A quote from one of my GR friend's review of THE BOOK OF DISQUIET."Here is the only Portuguese literary joke I know: Q. Who are the four greatest Portuguese poets of the 20th century? A. Fernando Pessoa. Trust me, it's funny. But it does take a little explaining."
To understand the joke you can check out his review here. https://www.goodreads.com/review/show...
Usually I do not promote anyone;s reviews. You all must be knowing that I hardly share my review on any of the threads. But this one is very informative and interesting and as we have chosen him to be the seasonal poet it might be very useful.
Dhanaraj wrote: "A quote from one of my GR friend's review of THE BOOK OF DISQUIET."Here is the only Portuguese literary joke I know: Q. Who are the four greatest Portuguese poets of the 20th century? A. Fernando..."
Dhanaraj, it's a pity you don't share your reviews; they're very good.
I agree with Bette! I often come across your reviews on Facebook, Dhanaraj, and then link to here so I can read them properly. As they are so informative, and it's interesting to hear a personal response to a book, I wish you would consider sharing them as others may not be able to spot them so easily.
Jean wrote: "Dhanaraj - Oh good :) (I didn't want to push...)"Oh, I am pushy, lol. But only because I really enjoy Dhanaraj's reviews and he reads such interesting books. He's certainly expanding my reading threshold.

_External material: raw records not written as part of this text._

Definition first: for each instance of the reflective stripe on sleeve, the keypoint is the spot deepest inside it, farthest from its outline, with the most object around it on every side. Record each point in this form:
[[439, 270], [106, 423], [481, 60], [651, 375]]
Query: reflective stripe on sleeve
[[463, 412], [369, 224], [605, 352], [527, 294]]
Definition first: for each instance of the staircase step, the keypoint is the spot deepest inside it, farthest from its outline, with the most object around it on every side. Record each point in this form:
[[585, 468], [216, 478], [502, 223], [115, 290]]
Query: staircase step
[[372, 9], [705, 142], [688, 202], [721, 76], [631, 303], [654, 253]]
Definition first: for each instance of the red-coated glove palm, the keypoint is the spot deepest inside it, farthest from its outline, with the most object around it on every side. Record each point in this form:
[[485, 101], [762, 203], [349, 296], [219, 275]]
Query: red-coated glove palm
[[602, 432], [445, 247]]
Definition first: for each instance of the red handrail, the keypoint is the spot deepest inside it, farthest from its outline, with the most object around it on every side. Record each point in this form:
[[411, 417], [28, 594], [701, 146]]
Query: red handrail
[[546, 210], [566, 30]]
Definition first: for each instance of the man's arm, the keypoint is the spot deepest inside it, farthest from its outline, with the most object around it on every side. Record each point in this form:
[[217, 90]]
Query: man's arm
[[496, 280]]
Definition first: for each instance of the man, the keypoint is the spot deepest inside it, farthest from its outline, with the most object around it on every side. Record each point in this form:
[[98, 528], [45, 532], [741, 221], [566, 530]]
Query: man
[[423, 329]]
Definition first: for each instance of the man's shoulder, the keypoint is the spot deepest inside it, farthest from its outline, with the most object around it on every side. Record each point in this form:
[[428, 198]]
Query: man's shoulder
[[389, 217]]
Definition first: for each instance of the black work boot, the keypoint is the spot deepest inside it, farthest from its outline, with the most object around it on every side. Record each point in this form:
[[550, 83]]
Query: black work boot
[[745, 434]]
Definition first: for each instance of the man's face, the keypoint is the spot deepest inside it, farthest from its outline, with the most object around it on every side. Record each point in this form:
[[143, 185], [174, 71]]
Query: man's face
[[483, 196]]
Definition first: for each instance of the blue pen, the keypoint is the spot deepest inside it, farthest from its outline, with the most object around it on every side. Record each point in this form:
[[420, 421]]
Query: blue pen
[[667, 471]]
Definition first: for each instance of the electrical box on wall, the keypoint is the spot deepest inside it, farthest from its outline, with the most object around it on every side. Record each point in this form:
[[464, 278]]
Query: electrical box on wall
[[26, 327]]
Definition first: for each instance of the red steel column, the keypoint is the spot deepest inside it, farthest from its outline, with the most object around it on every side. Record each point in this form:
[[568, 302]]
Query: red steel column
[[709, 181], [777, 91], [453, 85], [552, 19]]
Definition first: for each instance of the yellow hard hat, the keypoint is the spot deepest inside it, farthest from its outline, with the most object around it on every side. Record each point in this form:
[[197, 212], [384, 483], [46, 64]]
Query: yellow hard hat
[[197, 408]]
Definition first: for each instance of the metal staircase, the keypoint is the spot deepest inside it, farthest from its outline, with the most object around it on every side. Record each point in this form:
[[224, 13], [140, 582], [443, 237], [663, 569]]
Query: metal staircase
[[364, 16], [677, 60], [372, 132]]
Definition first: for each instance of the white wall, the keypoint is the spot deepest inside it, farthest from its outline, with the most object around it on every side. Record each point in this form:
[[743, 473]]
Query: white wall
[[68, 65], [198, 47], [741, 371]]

Holly wrote: "Does anyone have any poems that they'd recommend by him?"Not me - until this poll, I had never heard of him. However, my library system has The Book of Disquiet in several different translations! I will start with one of those & perhaps I will read it in a different translation later...
Leslie wrote: "Holly wrote: "Does anyone have any poems that they'd recommend by him?"Not me - until this poll, I had never heard of him. However, my library system has The Book of Disquiet in several differen..."
The Book of Disquiet is extremely poetic but a fictionalized diary and musings Leslie, I guess you know, just wanted to make sure you don't go 'oh no' once you get it from the library. However: it's brilliant!
Jenny wrote: "The Book of Disquiet is extremely poetic but a fictionalized diary and musings Leslie, I guess you know, just wanted to make sure you don't go 'oh no' once you get it from the library. However: it's brilliant!"Hmmm... thanks for the warning. Maybe I will try something else first then.
What is the quality of the free sonnets, Jean? I was thinking of downloading them but I really hate poorly formatted kindle books!
Obviously, as it's free I'll just download it myself but it's always good to get an opinion!
Sorry Heather, I don't know!! I too hate poorly formatted books - one Sherlock Holmes I have has an extra line space at the end of each paragraph! Grrr! And some Shakespeare is really horrible but I've found a good one now,not free but cheap. (I will look out the name if you ever want to know.) I would normally get a sample, and look for you of course, but since its free...I just got it ready in case I forget the name! I'm still reading Robert Frost until 20th :)
Fair enough, I will order it anyway and I'll let you know.
Thanks. There isn't an awful lot on kindle, and I think that's the only free one. Unlike Shakespeare, which has loads of versions...
Very happy to see we'll be reading this poet. I love his poems and am hoping to read "The Book of Disquiet" soon.
Jean wrote: "There some sonnets free on Kindle, which I have downloaded :)"Thanks for the heads up Jean! I downloaded them. I also got Fernando Pessoa and Co.: Selected Poems from the library (translated by Richard Zenith).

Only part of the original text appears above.